Unfortunately muman, you do not understand Israeli society or the perspectives of the various religious sectors that live there.
Regarding Haredi participation in the IDF:
The Nahal Haredi unit of the IDF was created in 1999 for Chareidim who want to serve their country while adhering to the highest religious standards. Currently, the battalion is about 70 percent Chareidi and 30 percent National Religious. Since its inception, more than 2,000 soldiers have gone through Nahal Haredi’s three-year program. There are about 700 soldiers in the battalion at any given time
http://www.nahalharedi.org/
As judea pointed out, many haredim lashed out against Rav Shteinman for supporting this proposal, and I challenge you to find me among those who are considered "the gedolim" - support for nahal haredi for haredi Jews. Perception of Rav Shteinman certainly dropped due to his "audacity" to take a principled (and logical, reasonable) stance against the desires and common thinking of the ignorant masses, who would rather avoid the army and claim frumkeit as the reasoning. Of course, in my view, for his intellectual honesty and courage, Rav Shteinman's stature only increased.

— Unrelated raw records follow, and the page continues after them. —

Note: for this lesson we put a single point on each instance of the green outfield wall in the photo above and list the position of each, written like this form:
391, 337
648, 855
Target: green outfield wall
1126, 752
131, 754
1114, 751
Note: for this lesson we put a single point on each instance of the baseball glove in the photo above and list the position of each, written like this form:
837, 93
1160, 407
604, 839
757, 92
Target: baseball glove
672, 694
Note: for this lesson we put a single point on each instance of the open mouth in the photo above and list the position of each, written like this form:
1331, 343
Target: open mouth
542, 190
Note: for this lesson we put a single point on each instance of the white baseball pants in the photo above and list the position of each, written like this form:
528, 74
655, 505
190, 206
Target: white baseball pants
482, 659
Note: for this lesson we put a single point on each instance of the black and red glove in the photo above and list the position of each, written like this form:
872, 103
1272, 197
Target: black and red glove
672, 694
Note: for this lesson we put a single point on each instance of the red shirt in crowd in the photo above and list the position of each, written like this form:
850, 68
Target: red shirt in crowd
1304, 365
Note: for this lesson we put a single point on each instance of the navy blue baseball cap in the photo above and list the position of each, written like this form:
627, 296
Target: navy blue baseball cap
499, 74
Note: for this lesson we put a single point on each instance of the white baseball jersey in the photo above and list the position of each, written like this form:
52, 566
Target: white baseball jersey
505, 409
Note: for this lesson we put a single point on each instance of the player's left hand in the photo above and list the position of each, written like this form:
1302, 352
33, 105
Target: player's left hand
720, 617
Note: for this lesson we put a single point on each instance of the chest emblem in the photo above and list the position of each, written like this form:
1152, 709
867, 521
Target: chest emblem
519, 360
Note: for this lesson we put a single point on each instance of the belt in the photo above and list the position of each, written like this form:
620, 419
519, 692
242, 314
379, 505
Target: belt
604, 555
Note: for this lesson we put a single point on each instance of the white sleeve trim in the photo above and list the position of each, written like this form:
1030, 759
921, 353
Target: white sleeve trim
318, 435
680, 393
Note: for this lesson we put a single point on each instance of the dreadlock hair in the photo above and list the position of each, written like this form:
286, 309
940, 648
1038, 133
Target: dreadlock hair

VERY few haredim (compared to the population size of haredim) serve in these nahal haredi units, and those who do are considered 'outcasts' and 'failures' in haredi society. One who "makes it" in haredi society is one who succeeds at learning and stays in kollel long enough to forego military service entirely. If you "don't make it" it means you had to get a job instead because you either didn't enjoy the learning full-time and couldn't cut it because of that, didn't succeed at it as well as others, are not brilliant and/or not cut out for it, have a different point of view from the rest of haredi society and somehow value work despite the fact that your parents raised you to resent having a job as something second-class to kollel-learners, don't desire to live in utter poverty begging for money to feed your kids pay rent (begging from relatives, from tzedaka or whatever else), your hashkafa changed radically from that cookie-cutter extremist hashkafa of haredi society, or you became 'less frum,' or off the derech entirely.
The bottom line is, haredi society as a whole in Israel scorns this organization, and at most it is "b'dieved" not le'hathila. Meaning, one who can't make it in the kollels, or desires to work for a living against the grain of his societal upbringing, changes hashkafa in some other way, strays from how he was raised, or unfortunately goes off the derech and can't stay in yeshiva anymore, these are the people who then are "FORCED" to get jobs and in that case have no choice but to serve in the military. The Nahal haredi is the way to stay religious while serving. Or serve in a cultural environment more similar to what they are used to having grown up religious. And if they are really off the derech, it can be societal pressures and family pressure that causes them to serve in the religious units rather than just go join the regular army units. A compromise of sorts.
To have a job is considered second-class by most haredim.
Hesder yeshivot, which combine military service and Torah study, turn out 1,200 recruits each year—a 40 percent increase over the last 5 years (New York Times, 31 December 2007).
The IDF draws about 10 percent of its staff officers, 15 percent of its combat support officers and up to 40 percent of its combat officers from the National Religious sector.
http://www.ou.org/index.php/jewish_action/article/38157/
You said in this quote how much the IDF draws from the
NATIONAL RELIGIOUS SECTOR . And that is exactly the sector that fills the ranks of Hesder yeshivot. That does NOT address haredim. Hesder yeshivot have nothing to do with Haredi Jews. The religious zionists go to hesder yeshivot and then serve in the military. And their sector is the most patriotic in all of Israeli society, as recent polls show. (despite the fact that the state has declared war on them and wants to expel them from settlements).
The national religious (aka religious zionists) are a different group of people entirely than haredi Jews. The fact that they had to be called "religious zionists" is precisely because the haredi Jews (the majority of the religious) are antizionist, and so this distinguishes them from those "other" frum Jews we commonly refer to as haredim, and/or ultra orthodox Jews, who are against the state, against serving in the military, and in general against self-defense and most Kahanist principles. They have a watered-down galuth-based Judaism based mostly on personal piety and dress code. Many poisonous anti-Jewish notions continue to graft onto the haredi hashkafa and the disdain for jobs and army service are a few of them.